While she has been a professional broadcaster for a long time, Kolber is new to NASCAR, and kindles the debate as to whether the sport would be better served with "ESPN experience," or "NASCAR experience." This season on ESPN, the question is still unanswered.
In the broadcast booth, ESPN has firmly planted Dr. Jerry Punch. As you may remember, Punch chose to stay with the network during the six years that ESPN did not have any NASCAR racing. Although he made his original TV reputation as a solid pit reporter and feature journalist, Punch had long since transitioned into his current role as an ESPN "house announcer."
College football, X Games, SportsCenter pieces, ESPN News liveshots, and other ESPN-related activities are what the in-house "talent pool" provides for the multi-network monster that must be fed twenty-four hours a day. NASCAR fans have seen "talent pool" announcers like David Amber and Wendy Nix report on NEXTEL Cup events this season for NASCAR Now and other shows.
Punch has a long personal history with NASCAR, and has picked up nicely where he left-off when the network was neck-deep in all things NASCAR. He has, however, changed his personality on-the-air. It often feels like he is struggling for words, and winds up repeating himself quite often in the Busch races. His catch phrases, like "that young man" and naming driver's hometowns over-and-over again are well known.
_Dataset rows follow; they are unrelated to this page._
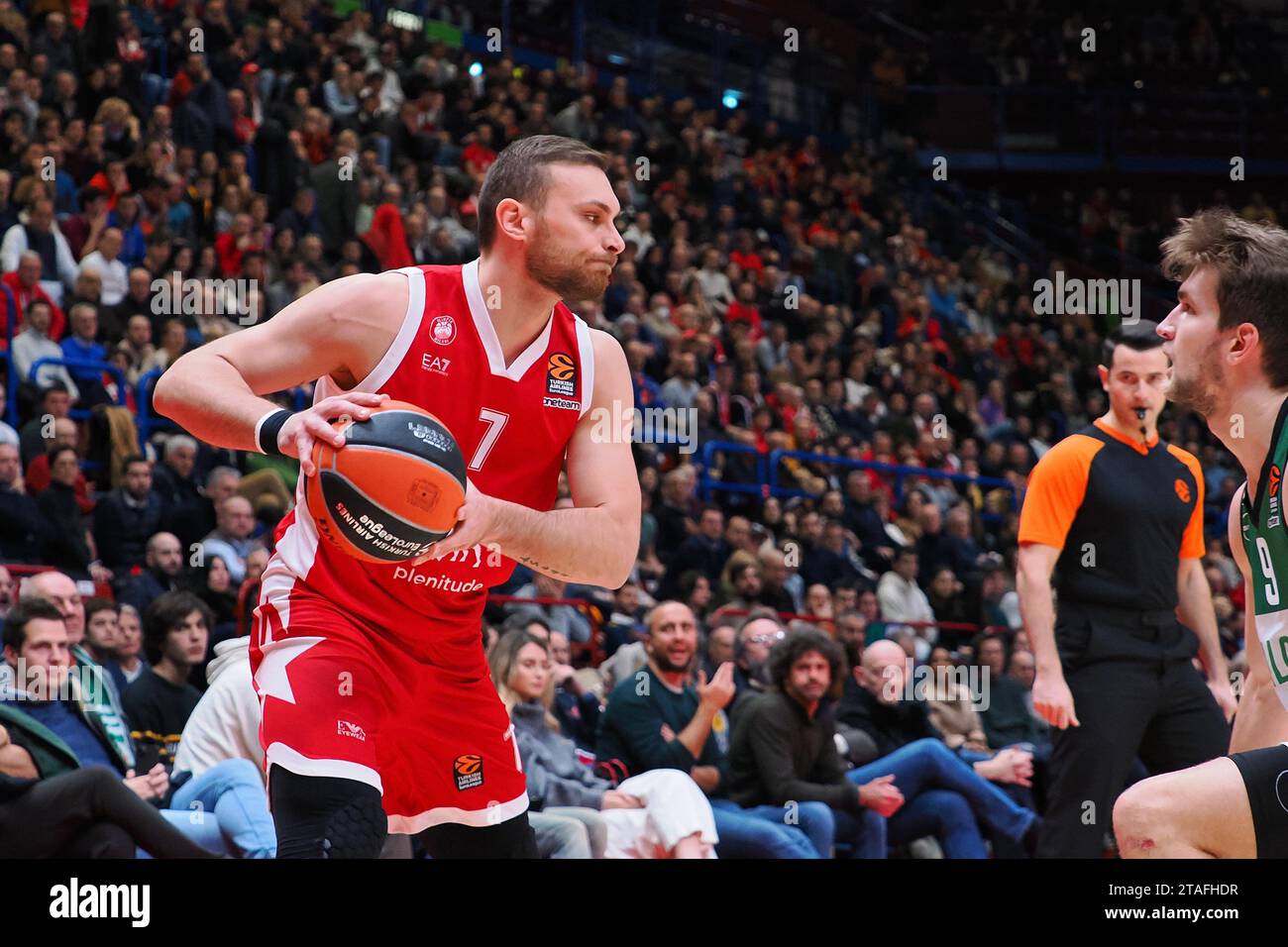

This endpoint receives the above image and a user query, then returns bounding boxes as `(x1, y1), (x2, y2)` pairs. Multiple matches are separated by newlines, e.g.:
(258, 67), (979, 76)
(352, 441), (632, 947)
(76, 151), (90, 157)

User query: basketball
(304, 401), (465, 563)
How Punch will handle a four hour intense NEXTEL Cup race on ABC will certainly be interesting. Fans almost always compare the play-by-play announcers with Mike Joy, who may possibly be the best ever. Mike also began his career patrolling pit road, and in his middle years grew into a tremendous presence in the booth for both Fox and NASCAR.
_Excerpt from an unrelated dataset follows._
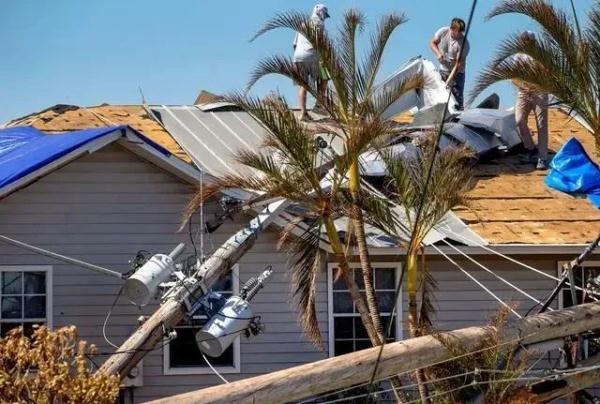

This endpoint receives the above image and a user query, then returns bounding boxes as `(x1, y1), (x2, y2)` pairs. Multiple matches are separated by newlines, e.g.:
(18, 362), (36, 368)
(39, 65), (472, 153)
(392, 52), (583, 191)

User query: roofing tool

No doubt most viewers will be pulling for Punch, who seems to have finally gotten a shot at the big time this season. Installing Punch in this position blocked the growth of other announcers with "NASCAR experience" only. Guys like Steve Byrnes and Allen Bestwick did not get the ESPN/ABC job, and that is a bit tough. It begs the question of whether Punch would be in that position had he also left ESPN and followed the NASCAR broadcasting trail. In some way, he is being rewarded for leaving NASCAR behind and becoming an ESPN full timer.
In the ESPN Infield Studio, it might have been nice to see a fresh NASCAR face like Krista Voda, Mike Massaro, or Matt Yocum. At least in many fan's minds, the infield anchor should have been somebody loyal to the sport, and not necessarily the network. This season on NASCAR Countdown, we have seen ESPN try Chris Fowler, Brent Musburger, and Erik Kuselias with less than stellar results. If only they had tried someone like Krista Voda from the start, they may have already found their infield star.
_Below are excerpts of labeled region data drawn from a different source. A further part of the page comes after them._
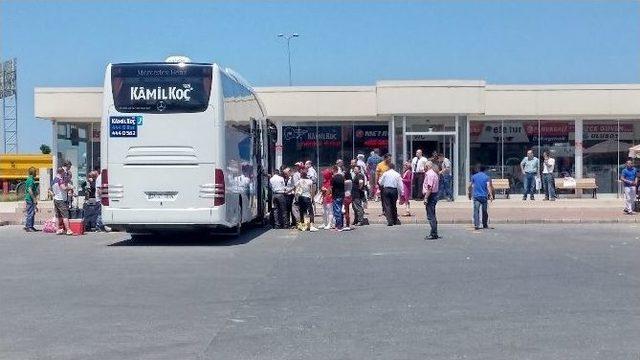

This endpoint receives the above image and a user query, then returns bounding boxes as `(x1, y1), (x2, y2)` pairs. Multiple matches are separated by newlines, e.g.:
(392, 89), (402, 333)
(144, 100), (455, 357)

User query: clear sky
(0, 0), (640, 152)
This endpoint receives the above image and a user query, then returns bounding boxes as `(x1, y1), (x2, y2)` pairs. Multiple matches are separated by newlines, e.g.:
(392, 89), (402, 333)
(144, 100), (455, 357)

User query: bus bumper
(102, 207), (236, 229)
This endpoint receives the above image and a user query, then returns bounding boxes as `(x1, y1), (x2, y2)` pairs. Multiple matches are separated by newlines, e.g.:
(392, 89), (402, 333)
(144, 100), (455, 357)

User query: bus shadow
(108, 227), (269, 247)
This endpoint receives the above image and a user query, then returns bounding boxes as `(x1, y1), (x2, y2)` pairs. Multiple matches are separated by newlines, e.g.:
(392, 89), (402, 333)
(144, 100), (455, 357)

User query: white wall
(485, 84), (640, 117)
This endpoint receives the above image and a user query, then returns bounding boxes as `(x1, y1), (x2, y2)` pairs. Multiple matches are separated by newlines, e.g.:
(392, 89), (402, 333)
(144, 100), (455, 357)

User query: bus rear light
(213, 169), (225, 206)
(100, 169), (109, 206)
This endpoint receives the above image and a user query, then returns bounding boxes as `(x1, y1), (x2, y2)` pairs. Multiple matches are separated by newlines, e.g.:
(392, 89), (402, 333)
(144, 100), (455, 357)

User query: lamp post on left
(278, 33), (300, 86)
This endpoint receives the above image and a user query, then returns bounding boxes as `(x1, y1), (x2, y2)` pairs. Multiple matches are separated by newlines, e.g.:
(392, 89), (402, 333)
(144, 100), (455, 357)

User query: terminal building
(34, 80), (640, 196)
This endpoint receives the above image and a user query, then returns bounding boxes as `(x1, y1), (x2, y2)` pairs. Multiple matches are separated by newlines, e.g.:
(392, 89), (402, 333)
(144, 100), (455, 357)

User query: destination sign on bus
(111, 64), (212, 114)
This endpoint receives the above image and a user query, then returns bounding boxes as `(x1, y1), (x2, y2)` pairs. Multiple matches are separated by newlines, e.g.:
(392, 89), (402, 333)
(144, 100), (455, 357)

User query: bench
(554, 178), (598, 199)
(491, 179), (511, 199)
Backing the activity at the track is the daily studio show, called NASCAR Now. Recently, this program has added an email address displayed on the screen at the end of each show that asks for viewer input. Daly Planet readers have been emailing in droves, and making it quite clear that this program needs to step-up and establish new priorities.
On Monday's show, things continued to change. The program's reporters were allowed to speak directly to each other, although they were not allowed to actually converse. At ESPN, things move slowly. Host Erik Kuselias is still a NASCAR novice, but he seems to be understanding that he is only the "traffic cop," and not the star of the show. His recent guest stint on Mike and Mike really showed fans who this man is at heart, a true stick-and-ball guy.
Its a shame that ESPN will not allow new faces to host mid-week versions of this show on a regular basis. One name that pops to mind is Lyndsay Czarniak, who just finished the TNT package. Another is Shannon Spake, who has been the hardest working soldier on the ESPN NASCAR beat this year. As the grind of the season continues, and the other fall sports begin, maybe ESPN will allow some NASCAR types to host an episode or two.
Well, it is here. The exclusive ESPN/ABC coverage of both the NEXTEL Cup and Busch Series begins for the first time. It should be interesting to watch this major network make its way down the NASCAR trail all the way to Homestead.